Microsoft signed a driver loaded with rootkit malware
The company says the security impact was limited.
Operating system creators offer code signing to help you steer clear of hostile software, but Microsoft may have inadvertently broken the trust that signing is meant to create. BleepingComputer says Microsoft has confirmed that it signed Netfilter, a third-party driver for Windows containing rootkit malware that circulated in the gaming community. It passed through the Windows Hardware Compatibility Program (WHCP) despite connecting to malware command and control servers in China, as security researcher Karsten Hahn found days earlier.
It's not clear how the rootkit made it through Microsoft's certificate signing process, although the company said it was investigating what happened and would be "refining" the signing process, partner access policies and validation. There's no evidence the malware writers stole certificates, and Microsoft didn't believe this was the work of state-sponsored hackers.
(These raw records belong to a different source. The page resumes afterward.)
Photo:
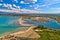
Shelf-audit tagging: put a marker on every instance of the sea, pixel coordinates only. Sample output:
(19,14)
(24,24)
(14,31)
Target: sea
(10,24)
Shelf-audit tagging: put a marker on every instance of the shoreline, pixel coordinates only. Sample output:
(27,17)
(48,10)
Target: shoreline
(30,31)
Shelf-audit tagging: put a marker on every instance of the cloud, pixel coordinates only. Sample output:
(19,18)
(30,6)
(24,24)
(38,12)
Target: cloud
(16,1)
(1,0)
(22,2)
(28,1)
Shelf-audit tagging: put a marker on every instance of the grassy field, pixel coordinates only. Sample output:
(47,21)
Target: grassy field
(48,34)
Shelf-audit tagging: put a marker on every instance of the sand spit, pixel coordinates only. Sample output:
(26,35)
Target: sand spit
(29,33)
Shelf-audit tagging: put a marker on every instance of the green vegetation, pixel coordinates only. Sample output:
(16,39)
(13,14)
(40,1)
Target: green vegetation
(48,34)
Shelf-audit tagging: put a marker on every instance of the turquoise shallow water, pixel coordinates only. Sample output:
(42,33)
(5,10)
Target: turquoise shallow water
(9,23)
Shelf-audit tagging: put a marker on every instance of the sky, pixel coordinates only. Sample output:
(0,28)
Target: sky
(30,6)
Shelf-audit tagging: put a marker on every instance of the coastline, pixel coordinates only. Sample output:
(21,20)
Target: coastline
(30,31)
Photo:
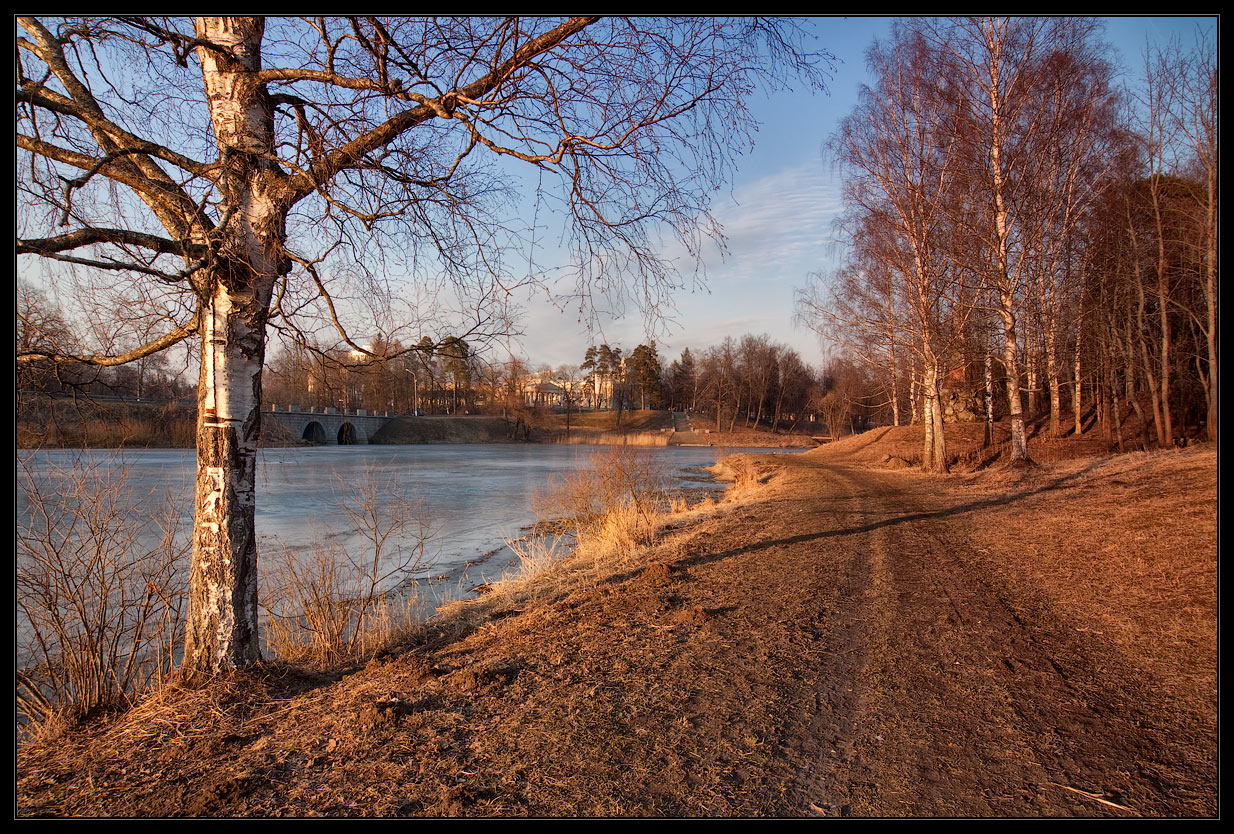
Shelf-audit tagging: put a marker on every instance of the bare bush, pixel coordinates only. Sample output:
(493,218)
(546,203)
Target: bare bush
(617,476)
(328,605)
(100,584)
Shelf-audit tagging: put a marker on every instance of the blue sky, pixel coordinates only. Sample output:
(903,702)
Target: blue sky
(778,214)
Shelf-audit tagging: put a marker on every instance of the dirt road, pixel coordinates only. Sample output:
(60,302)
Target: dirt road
(842,642)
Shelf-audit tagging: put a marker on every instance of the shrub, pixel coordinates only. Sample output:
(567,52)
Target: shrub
(326,606)
(100,585)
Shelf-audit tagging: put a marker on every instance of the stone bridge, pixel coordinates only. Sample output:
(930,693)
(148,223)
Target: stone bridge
(328,426)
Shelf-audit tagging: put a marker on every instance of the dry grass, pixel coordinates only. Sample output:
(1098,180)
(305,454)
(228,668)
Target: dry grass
(1129,550)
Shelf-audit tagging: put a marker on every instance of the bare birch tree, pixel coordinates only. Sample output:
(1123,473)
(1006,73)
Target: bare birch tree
(251,163)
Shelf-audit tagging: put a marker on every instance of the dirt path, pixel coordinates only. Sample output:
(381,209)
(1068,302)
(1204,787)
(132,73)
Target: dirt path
(842,643)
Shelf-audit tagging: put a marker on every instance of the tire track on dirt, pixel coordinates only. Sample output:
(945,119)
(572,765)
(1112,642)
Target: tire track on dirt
(977,700)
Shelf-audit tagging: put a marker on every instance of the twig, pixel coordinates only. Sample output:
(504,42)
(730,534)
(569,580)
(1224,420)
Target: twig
(1097,797)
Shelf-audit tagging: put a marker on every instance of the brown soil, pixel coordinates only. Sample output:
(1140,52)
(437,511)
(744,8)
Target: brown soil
(838,640)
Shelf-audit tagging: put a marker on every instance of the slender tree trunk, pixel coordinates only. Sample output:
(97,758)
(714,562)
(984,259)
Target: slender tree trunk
(934,449)
(1011,364)
(990,400)
(895,389)
(1051,374)
(1076,407)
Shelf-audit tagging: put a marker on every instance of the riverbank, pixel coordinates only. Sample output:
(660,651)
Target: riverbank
(112,423)
(833,639)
The driver maker, Ningbo Zhuo Zhi Innovation Network Technology, was working with Microsoft to study and patch any known security holes, including for affected hardware. Users will get clean drivers through Windows Update.
Microsoft said the rogue driver had a limited impact. It was aimed at gamers, and isn't known to have compromised enterprise users. Also, the rootkit only works "post exploitation," according to Microsoft — you need to have already obtained administrator-level access on a PC to install the driver. Netfilter shouldn't pose a threat unless you go out of your way to load it, in other words.
Even so, the incident isn't entirely comforting. Many people see a signed driver as confirming that a driver or program is safe. Those users might be hesitant to install new drivers in a timely fashion if they're worried there might be malware, even if those drivers come straight from the manufacturer.